Reference: Tier 1 perf math

Per the perf-tier roadmap and A.5 final state:

  • Today (post-A.5 ship + #52/#54): entity dispatcher cpu_us median ~3.5 ms at radius=12 on Radeon RX 9070 XT @ 1440p. ~200-240 FPS at standstill.
  • After Tier 1: ~1.0-1.5 ms median expected. ~300-400 FPS at standstill.
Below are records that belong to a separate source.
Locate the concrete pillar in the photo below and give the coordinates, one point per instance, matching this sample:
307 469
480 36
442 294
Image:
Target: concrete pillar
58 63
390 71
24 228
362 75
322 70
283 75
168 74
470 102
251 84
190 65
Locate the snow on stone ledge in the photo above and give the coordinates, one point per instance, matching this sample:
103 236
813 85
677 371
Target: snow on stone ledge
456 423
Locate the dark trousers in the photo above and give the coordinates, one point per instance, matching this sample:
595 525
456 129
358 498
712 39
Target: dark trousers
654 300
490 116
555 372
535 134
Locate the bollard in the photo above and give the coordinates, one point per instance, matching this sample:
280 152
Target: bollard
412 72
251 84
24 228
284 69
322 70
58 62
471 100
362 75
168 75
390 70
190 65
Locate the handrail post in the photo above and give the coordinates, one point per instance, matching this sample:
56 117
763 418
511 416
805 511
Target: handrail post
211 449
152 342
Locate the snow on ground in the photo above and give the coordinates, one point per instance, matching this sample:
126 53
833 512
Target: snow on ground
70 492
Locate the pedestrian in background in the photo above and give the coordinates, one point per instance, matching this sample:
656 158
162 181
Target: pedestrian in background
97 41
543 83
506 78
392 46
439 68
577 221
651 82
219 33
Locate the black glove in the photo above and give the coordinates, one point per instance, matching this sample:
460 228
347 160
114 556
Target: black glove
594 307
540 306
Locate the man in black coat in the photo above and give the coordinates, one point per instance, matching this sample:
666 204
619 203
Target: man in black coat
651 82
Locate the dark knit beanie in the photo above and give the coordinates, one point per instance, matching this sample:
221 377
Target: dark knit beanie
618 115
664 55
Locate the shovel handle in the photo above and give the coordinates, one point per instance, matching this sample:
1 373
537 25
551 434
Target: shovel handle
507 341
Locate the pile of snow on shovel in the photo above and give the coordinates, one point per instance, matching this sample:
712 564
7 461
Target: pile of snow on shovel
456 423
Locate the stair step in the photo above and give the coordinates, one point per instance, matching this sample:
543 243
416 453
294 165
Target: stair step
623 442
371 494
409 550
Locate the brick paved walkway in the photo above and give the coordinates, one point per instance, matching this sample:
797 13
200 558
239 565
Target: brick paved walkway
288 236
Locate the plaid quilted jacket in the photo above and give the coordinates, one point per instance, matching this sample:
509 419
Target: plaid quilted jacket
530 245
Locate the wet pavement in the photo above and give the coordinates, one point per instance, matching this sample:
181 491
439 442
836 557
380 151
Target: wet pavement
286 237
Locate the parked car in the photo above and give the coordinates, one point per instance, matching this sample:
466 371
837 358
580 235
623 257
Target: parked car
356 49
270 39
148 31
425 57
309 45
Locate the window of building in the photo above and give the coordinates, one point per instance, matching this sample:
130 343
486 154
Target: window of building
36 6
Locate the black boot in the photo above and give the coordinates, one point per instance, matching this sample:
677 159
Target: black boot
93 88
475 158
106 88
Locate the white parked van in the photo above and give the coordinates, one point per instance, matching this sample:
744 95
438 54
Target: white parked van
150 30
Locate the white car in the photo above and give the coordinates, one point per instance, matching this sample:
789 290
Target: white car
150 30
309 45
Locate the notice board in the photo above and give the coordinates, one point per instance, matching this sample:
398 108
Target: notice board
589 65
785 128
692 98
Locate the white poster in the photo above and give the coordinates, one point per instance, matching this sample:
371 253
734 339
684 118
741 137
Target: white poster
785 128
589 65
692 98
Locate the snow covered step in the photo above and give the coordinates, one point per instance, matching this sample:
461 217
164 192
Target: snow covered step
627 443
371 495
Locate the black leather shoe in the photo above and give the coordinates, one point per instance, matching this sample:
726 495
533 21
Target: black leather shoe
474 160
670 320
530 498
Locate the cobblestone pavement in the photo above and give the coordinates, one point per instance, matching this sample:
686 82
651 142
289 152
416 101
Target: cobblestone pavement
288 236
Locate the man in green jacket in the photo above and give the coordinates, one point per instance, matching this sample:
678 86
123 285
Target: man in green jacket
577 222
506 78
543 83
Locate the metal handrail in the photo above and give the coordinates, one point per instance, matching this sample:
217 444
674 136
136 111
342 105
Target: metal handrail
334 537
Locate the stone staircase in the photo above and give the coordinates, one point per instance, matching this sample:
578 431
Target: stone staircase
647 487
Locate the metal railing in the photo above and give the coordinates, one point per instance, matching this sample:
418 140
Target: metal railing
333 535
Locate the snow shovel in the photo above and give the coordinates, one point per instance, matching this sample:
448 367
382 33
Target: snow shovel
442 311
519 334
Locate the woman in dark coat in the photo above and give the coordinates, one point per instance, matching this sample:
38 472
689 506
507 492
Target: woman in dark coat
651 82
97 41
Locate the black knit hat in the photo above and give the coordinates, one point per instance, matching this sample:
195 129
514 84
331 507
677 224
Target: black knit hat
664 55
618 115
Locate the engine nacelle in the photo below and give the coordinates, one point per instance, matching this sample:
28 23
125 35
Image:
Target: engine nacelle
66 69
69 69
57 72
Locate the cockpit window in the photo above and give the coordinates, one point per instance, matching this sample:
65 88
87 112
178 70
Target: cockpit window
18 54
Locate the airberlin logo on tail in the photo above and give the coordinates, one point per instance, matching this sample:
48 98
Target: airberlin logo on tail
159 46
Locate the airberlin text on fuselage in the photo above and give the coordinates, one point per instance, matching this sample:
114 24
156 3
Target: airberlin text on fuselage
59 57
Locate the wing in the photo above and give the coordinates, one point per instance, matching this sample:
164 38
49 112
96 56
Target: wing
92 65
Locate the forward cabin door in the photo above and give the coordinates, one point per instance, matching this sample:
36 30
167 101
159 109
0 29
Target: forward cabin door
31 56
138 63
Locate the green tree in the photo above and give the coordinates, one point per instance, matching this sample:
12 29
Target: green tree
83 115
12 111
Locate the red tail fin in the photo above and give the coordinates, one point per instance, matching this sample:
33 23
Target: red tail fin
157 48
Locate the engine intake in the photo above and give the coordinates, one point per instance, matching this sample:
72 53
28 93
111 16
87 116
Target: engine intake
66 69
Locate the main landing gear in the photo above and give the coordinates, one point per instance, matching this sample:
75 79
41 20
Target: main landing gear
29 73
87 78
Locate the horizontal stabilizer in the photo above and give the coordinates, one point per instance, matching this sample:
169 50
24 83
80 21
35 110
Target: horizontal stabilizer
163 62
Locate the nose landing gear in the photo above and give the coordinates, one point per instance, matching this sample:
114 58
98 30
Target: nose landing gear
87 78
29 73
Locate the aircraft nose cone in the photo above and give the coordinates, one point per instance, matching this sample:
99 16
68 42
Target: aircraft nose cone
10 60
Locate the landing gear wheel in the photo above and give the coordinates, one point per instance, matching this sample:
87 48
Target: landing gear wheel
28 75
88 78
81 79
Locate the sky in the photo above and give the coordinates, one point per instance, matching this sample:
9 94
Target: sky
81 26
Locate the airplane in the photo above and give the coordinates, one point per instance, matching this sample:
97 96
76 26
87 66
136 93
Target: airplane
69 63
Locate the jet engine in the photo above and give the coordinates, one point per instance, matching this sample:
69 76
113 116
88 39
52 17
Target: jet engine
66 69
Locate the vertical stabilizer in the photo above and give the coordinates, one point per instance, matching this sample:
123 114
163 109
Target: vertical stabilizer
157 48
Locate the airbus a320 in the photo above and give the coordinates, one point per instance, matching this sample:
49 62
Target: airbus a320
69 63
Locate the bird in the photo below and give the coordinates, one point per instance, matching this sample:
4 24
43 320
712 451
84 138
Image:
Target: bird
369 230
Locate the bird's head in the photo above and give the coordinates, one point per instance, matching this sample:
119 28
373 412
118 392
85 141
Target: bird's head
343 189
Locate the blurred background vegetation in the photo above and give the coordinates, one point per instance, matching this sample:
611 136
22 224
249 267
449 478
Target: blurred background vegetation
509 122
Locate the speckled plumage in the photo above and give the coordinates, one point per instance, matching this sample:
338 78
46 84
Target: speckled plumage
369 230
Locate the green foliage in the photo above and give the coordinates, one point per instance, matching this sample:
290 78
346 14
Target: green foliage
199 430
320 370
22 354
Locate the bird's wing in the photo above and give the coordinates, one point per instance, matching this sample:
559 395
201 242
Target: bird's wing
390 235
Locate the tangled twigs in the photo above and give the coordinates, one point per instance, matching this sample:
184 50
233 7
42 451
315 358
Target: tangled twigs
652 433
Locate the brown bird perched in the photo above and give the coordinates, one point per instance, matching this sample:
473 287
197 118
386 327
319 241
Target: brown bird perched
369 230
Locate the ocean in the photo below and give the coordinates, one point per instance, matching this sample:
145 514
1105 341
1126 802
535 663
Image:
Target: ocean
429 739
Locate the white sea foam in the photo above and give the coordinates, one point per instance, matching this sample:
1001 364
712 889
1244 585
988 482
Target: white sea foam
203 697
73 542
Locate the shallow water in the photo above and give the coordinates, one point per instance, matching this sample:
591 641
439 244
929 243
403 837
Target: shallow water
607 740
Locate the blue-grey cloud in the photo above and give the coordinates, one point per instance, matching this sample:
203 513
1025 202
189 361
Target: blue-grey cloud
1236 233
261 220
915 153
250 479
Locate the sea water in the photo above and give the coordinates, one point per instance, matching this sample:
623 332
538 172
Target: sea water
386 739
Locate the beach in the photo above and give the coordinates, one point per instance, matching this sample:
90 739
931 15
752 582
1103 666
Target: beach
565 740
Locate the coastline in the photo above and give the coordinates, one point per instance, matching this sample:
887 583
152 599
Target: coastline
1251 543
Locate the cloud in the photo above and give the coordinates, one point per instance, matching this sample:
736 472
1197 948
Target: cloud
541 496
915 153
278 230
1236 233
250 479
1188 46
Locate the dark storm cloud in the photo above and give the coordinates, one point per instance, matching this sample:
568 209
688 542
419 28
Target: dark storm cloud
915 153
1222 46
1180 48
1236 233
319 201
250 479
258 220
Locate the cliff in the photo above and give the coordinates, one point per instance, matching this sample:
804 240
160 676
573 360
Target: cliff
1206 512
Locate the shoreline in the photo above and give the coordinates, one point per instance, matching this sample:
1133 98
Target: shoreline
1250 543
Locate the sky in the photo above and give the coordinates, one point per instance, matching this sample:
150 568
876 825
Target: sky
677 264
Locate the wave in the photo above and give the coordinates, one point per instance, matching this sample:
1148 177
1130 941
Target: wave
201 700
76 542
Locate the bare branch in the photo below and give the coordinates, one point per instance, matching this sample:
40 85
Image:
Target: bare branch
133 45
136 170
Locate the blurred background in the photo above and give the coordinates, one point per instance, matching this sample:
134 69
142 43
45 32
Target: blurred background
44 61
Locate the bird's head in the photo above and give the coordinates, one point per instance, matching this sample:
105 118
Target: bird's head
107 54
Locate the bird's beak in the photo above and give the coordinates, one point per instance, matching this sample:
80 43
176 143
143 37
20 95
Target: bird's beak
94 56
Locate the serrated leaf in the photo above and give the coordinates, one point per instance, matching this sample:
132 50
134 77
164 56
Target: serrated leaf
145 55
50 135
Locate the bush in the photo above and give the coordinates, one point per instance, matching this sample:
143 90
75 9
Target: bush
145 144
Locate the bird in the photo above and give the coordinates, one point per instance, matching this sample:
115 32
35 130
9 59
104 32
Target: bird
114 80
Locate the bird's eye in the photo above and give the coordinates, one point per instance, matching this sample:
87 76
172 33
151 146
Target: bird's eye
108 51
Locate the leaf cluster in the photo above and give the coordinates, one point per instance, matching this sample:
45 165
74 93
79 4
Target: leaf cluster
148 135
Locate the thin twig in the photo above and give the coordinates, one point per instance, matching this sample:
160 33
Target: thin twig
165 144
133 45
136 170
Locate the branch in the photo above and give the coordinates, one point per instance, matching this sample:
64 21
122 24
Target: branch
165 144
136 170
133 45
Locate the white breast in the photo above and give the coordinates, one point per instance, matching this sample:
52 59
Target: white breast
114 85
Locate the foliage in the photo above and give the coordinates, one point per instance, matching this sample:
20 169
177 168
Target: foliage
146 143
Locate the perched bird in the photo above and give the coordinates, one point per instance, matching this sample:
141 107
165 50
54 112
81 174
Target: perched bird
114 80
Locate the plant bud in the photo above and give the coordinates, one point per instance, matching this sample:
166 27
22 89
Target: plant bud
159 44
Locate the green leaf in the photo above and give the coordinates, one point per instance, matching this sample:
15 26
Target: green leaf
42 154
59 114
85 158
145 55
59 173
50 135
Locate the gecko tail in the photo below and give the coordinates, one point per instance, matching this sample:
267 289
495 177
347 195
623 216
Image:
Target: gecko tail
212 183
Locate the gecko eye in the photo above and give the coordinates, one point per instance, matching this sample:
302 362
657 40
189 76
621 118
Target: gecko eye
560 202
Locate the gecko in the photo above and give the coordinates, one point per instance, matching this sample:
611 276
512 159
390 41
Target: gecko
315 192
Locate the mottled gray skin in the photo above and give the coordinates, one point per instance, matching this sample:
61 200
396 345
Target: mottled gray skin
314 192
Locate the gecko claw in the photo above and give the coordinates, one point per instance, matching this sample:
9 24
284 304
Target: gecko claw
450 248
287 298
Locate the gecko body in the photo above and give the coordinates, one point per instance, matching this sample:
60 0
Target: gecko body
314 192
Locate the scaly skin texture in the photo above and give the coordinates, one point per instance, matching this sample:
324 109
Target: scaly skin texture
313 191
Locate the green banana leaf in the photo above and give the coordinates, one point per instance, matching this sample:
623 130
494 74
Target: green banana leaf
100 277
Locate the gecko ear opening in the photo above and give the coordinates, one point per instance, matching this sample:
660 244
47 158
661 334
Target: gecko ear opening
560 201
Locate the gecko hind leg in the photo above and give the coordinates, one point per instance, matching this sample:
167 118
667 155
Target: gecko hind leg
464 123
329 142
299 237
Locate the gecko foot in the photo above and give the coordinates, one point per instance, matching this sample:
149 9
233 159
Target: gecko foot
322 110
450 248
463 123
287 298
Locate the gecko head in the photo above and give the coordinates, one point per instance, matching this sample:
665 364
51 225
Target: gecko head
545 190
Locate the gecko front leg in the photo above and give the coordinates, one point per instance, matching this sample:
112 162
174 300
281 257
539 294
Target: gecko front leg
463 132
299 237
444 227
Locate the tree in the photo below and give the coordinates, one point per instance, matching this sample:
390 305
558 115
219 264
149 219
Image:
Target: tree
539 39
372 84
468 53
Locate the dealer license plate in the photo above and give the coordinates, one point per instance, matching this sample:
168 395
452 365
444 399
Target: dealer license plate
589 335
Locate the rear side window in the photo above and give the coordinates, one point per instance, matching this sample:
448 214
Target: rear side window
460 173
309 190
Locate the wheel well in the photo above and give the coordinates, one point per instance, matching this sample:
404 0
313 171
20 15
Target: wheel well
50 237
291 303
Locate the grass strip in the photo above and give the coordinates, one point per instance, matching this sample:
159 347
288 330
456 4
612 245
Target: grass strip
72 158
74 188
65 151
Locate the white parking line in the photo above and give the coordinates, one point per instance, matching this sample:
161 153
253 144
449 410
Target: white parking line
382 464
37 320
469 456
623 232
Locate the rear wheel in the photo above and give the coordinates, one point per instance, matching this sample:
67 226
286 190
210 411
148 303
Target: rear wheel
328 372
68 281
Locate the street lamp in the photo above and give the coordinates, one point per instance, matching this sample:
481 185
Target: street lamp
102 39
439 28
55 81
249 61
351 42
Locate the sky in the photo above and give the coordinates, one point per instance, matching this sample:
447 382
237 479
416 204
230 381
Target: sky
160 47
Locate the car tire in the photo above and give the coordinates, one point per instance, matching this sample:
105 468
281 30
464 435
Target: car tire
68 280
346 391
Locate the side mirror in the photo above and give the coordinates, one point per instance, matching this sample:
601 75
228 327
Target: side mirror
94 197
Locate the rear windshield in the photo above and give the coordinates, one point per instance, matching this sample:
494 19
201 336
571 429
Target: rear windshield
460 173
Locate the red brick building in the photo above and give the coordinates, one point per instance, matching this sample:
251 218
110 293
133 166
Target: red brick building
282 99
Inside the spec's 2.0 ms budget.
  • After Tier 2 (separate phase): ~0.5-1.0 ms. ~400-600 FPS.
  • After Tier 3 (GPU compute culling, separate phase): ~0.05 ms. ~600-1000+ FPS.

Tier 1 is the lowest-risk, highest-leverage perf win remaining for the post-A.5 polish phase.


Good luck. The audit is the load-bearing thing — invest in it. The implementation is mechanical once the audit is solid.

Holler at the user if any of the audit reveals a write site that doesn't fit the static/dynamic dichotomy cleanly.